If you’re looking to reclaim lost backlinks, the logical thing to do is to get in touch with the webmaster. How you do this depends on the nature of the backlinks. Do you have a relationship with the site owner? If so, a quick call may be all it takes to get the link back. If you aren’t familiar with the webmaster, then email, Twitter, or LinkedIn are your best bet.
Tip! The possibility of losing your backlinks is yet another reason to monitor your link profile regularly. After all, if you discover a link was lost right after it was removed (and not four months later), the webmaster is far more likely to remember that they removed the link and understand your concern.
6. Site changes
Making essential changes to your site — such as redesigning it, changing your CMS, or moving to HTTPS — is all but guaranteed to mess with your rankings. A small oversight may have serious consequences for your SEO performance, and result in a measurable drop.
If you have recently implemented site changes, open Google Search Console, and go to Index > Coverage. A sharp increase in either errors or warnings that corresponds to the dates of site changes should confirm your suspicion.
As luck would have it, Google logs and describes all discovered crawling and indexing issues right there in the Coverage tab, so it’s fairly easy to identify and fix the problem.
7. User behavior changes
Google representatives often say that behavioral metrics are too noisy to influence rankings, but a number of search patents and multiple real-life experiments say otherwise. So, while we understand that this might be controversial, there is a chance that some of your ranking drops may be explained by a drop in your click-through rates.
To check if this is so, open Google Search Console, go to Performance > Search results, and see if there are any changes to your click-through rates. You can view your CTR for the entire website or add filters to view CTRs either by page or by query.
If you see a drop in the CTR, it is either because your competitors have improved their snippets and stolen a share of your clicks, or because the intent of the query has shifted and your snippet doesn’t look as relevant as it used to.
Whatever the case, go to the SERP in question and see how your snippet measures up to the snippets of your competitors.
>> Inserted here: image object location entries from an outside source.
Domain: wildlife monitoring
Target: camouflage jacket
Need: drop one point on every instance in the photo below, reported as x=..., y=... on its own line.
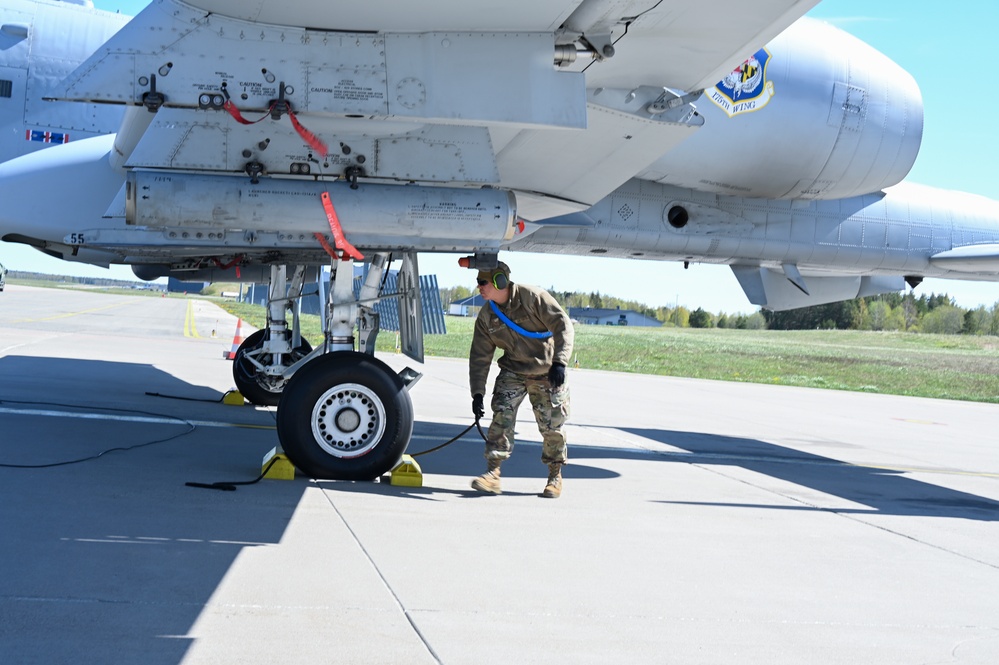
x=533, y=309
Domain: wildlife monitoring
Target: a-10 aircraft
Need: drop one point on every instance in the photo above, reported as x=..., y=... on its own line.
x=224, y=139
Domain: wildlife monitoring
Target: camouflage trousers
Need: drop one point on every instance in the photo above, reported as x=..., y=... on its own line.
x=551, y=410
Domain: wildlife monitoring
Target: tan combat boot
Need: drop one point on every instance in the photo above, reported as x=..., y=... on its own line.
x=553, y=489
x=489, y=481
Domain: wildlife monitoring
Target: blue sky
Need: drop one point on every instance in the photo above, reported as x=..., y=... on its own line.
x=947, y=47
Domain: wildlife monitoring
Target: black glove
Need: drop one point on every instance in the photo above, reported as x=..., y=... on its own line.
x=556, y=375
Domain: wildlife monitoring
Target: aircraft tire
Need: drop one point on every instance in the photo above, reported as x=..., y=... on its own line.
x=257, y=390
x=345, y=416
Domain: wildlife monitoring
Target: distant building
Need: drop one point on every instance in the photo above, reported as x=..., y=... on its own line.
x=469, y=306
x=611, y=317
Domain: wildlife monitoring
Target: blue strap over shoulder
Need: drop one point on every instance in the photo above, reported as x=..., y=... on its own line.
x=513, y=326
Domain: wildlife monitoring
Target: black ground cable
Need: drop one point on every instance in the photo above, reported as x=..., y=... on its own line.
x=450, y=441
x=180, y=421
x=230, y=486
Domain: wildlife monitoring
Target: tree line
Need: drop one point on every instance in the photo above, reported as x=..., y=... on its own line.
x=928, y=313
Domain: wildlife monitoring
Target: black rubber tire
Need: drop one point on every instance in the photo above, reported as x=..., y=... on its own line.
x=244, y=374
x=345, y=416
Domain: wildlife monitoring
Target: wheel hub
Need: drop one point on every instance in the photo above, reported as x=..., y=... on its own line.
x=348, y=420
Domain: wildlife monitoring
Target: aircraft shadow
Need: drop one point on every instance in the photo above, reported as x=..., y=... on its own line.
x=115, y=555
x=884, y=491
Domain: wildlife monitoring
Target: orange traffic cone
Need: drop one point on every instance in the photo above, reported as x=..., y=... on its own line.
x=237, y=340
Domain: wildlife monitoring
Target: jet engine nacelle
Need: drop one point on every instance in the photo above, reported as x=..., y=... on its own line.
x=839, y=119
x=371, y=215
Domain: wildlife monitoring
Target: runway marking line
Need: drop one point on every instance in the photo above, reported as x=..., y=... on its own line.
x=190, y=330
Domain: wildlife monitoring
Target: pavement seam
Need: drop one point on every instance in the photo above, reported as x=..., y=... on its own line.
x=381, y=576
x=852, y=517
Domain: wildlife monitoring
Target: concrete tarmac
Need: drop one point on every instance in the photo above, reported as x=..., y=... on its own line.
x=701, y=522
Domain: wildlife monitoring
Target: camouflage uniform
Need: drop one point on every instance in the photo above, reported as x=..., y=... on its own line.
x=524, y=369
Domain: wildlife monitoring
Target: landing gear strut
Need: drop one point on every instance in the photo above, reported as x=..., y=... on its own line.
x=342, y=413
x=261, y=366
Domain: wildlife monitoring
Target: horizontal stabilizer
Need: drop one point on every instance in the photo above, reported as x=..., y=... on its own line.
x=970, y=258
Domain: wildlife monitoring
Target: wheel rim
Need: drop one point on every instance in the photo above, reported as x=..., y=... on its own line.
x=348, y=420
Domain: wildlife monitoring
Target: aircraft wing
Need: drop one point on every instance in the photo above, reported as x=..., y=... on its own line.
x=705, y=40
x=559, y=101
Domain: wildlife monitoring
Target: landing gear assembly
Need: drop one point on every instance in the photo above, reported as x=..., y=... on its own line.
x=342, y=413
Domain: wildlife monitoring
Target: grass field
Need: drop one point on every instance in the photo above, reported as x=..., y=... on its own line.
x=957, y=367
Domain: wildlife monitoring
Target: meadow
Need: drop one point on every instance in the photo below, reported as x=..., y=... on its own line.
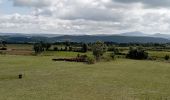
x=44, y=79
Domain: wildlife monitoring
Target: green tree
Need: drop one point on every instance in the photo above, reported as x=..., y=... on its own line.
x=99, y=48
x=84, y=48
x=38, y=48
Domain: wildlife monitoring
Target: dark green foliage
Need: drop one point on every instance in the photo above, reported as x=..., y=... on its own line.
x=38, y=48
x=84, y=48
x=3, y=45
x=99, y=48
x=167, y=57
x=91, y=60
x=70, y=48
x=137, y=54
x=112, y=55
x=55, y=49
x=47, y=46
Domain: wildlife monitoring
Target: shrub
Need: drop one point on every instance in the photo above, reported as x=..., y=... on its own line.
x=99, y=48
x=167, y=57
x=3, y=48
x=137, y=54
x=106, y=58
x=91, y=60
x=55, y=49
x=112, y=55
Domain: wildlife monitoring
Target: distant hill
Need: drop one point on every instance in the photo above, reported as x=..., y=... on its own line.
x=136, y=33
x=82, y=38
x=166, y=36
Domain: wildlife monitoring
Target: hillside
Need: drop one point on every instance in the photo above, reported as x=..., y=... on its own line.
x=83, y=38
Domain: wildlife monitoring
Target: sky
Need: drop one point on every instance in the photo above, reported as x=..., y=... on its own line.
x=84, y=16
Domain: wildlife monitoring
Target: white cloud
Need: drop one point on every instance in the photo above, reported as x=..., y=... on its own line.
x=88, y=17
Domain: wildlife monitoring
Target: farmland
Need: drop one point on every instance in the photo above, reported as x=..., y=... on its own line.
x=44, y=79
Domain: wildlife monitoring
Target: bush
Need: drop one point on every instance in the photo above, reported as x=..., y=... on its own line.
x=55, y=49
x=91, y=60
x=3, y=48
x=106, y=58
x=112, y=55
x=137, y=54
x=167, y=57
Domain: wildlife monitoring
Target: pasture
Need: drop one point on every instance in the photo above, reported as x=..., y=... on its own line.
x=44, y=79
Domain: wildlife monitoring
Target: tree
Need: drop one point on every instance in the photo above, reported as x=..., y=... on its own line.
x=99, y=48
x=137, y=54
x=47, y=46
x=3, y=45
x=38, y=48
x=84, y=48
x=167, y=57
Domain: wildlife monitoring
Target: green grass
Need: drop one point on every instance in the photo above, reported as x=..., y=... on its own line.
x=64, y=53
x=47, y=80
x=158, y=54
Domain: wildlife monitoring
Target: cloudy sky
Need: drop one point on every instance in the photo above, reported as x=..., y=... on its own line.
x=85, y=16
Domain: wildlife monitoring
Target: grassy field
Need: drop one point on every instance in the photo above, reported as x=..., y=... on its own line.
x=44, y=79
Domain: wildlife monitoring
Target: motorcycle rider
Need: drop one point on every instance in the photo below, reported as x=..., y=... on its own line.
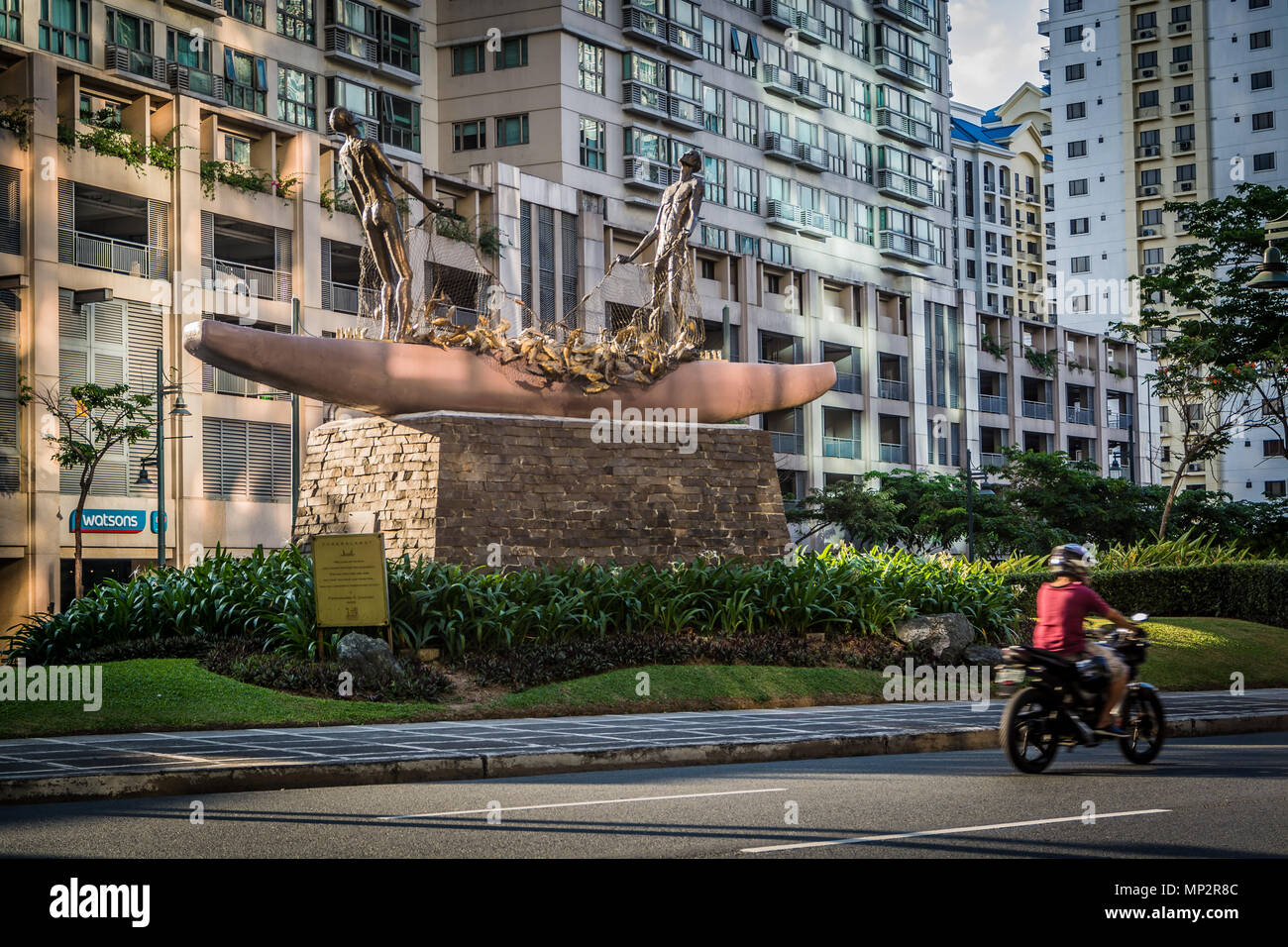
x=1063, y=604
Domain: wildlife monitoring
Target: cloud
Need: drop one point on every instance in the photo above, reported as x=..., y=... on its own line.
x=996, y=47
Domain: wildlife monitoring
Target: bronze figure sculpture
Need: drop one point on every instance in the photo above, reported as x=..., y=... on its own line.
x=368, y=171
x=677, y=219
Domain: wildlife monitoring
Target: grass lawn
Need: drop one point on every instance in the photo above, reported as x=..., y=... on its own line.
x=176, y=693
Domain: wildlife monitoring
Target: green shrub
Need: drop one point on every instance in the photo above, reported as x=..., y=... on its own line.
x=1249, y=590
Depending on what you find, you might have to optimize your title and meta description, or use schema markup to enhance your snippet with rich elements.
8. SEM traffic cannibalization
SEM traffic comes from paid advertisement while SEO traffic comes from organic search, and sometimes one can get in the way of the other. Your ads are given priority in SERP and have no problem stealing a sizable share of traffic from your own organic results.
Compare the list of keywords in your PPC campaigns with those that bring you organic traffic. If you spot any duplicate keywords, don’t hesitate to pause the PPC campaigns that they come from. Because why pay for the traffic that you can get for free.
9. SERP changes
Recently, Google has been increasingly enhancing its search results with knowledge panels, rich snippets, Q&A sections, video clips, products page, job ads, and a ton of other stuff. While those things are of benefit to the user, they do take away from organic search results.
Final thoughts
Let me know if I have missed any of the causes for a sudden drop in rankings. I’m curious to hear if you’ve ever experienced a dramatic drop yourself and what has been your course of action. Meanwhile, bookmark this list for a rainy day, and let’s hope you never have to actually use it. Cheers!